Anlamlı Güzel Sözler

İmtihan Sözleri

İmtihan Sözleri

Hayatımızın temelinde yer alan hatta var olmamıza sebep olan en önemli unsur imtihandır. Çünkü gönderildiğimiz bu dünyada bir şekilde sınanmaya mahkum kalırız. Bazen en sevdiğimiz insanla sınanırız. Bazense işimizle, gücümüzle ya da yaşantımızla. Bu yüzden imtihanın hayatımızdaki yerini yadsımamız mümkün değildir. Saatler, aylar, günler birbirinin arkasından devam ederken insan denen canlının bu zaman dilimini çok iyi takip etmesi gerekir. Varlığın ötesi yokluk, yokluğun ötesi varlık olabilir. Kısaca bizi sınayan hayata karşı duruşumuza dikkat etmeli ve bize verilen bu sınavda sorulara doğru cevap vermek için çaba göstermeliyiz. Sonuçta hepimizin gayesi bu sınavı geçmek en azından inanmışlar için bu gerekli bir erdem. Hayatınızda girdiğiniz bu sınavı başarı ile tamamlamanız dileğiyle.
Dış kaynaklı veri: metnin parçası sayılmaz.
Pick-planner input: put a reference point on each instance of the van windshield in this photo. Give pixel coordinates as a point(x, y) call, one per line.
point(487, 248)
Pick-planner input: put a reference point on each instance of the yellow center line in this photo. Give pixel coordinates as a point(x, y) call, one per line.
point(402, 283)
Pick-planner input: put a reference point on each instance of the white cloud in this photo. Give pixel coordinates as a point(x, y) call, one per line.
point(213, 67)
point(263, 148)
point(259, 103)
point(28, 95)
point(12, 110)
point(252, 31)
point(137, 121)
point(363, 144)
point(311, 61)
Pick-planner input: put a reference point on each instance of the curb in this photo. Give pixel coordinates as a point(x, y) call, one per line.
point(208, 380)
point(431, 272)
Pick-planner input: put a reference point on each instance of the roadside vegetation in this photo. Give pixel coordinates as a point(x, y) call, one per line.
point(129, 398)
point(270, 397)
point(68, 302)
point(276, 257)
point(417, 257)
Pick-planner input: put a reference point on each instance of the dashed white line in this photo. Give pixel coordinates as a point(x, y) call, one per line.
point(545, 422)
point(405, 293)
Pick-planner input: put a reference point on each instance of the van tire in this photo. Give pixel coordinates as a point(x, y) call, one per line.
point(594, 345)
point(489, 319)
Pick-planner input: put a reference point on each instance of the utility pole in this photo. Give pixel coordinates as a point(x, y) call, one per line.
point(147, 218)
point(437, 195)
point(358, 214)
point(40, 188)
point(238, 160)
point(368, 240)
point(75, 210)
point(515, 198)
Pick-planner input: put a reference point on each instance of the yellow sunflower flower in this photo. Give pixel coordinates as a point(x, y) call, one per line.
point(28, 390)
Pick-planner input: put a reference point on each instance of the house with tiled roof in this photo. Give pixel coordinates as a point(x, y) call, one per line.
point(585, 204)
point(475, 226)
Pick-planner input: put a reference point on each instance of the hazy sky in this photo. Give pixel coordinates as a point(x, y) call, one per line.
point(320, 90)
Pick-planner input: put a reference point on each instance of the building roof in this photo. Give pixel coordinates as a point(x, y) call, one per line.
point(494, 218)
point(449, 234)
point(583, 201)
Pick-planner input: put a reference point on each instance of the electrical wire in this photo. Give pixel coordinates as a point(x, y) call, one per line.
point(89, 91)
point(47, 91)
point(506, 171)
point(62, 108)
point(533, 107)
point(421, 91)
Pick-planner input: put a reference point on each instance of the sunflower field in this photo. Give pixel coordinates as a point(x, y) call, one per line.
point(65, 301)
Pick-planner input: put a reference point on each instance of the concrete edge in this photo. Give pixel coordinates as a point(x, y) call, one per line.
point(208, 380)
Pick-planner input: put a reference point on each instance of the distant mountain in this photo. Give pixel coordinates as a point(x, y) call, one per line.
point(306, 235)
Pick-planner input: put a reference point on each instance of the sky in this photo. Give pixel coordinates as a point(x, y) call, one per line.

“Her savaş bir imtihandı. Tüm hayat bir imtihan. Ama Kerbela imtihan içinde bir imtihandı.
Ey Fatıma! Kuzun Hüseyin’in kanı hala akıyor.
Ne kanını yıkayan var, ne de yarasına kül basan!”

Sevmek, en müsait imtihan.

“Hüseyin’in başı gövdesinden kopartılırken, yüreğini dünyadan koparmayana yazıklar olsun!! Ehl-i Beyt’e kılıçlar çekilirken ciğerinden ah çekmeyenlere vah olsun!”

Ve kişi daima en sevdiği ile imtihan edilirdi.

“Şeytanın insana ilk sorusu şu oldu:
-Allah size ne vaad etti.?
Âdem cevap verdi:
-Hiç…
Şeytan, verilen cevaptan bir şey anlamamış,kendi kendine mırıldanarak oradan uzaklaşıyordu:
-Hiç ne ki..?”

İnanç arttıkça, imtihan da artar. Mevlana

“İslam, garip başladı. Ve (günün birinde) tekrar başladığı gibi garip kalacaktır. Ne Mutlu o Gariplere.!!!”….Hz. Muhammed (s.a.v)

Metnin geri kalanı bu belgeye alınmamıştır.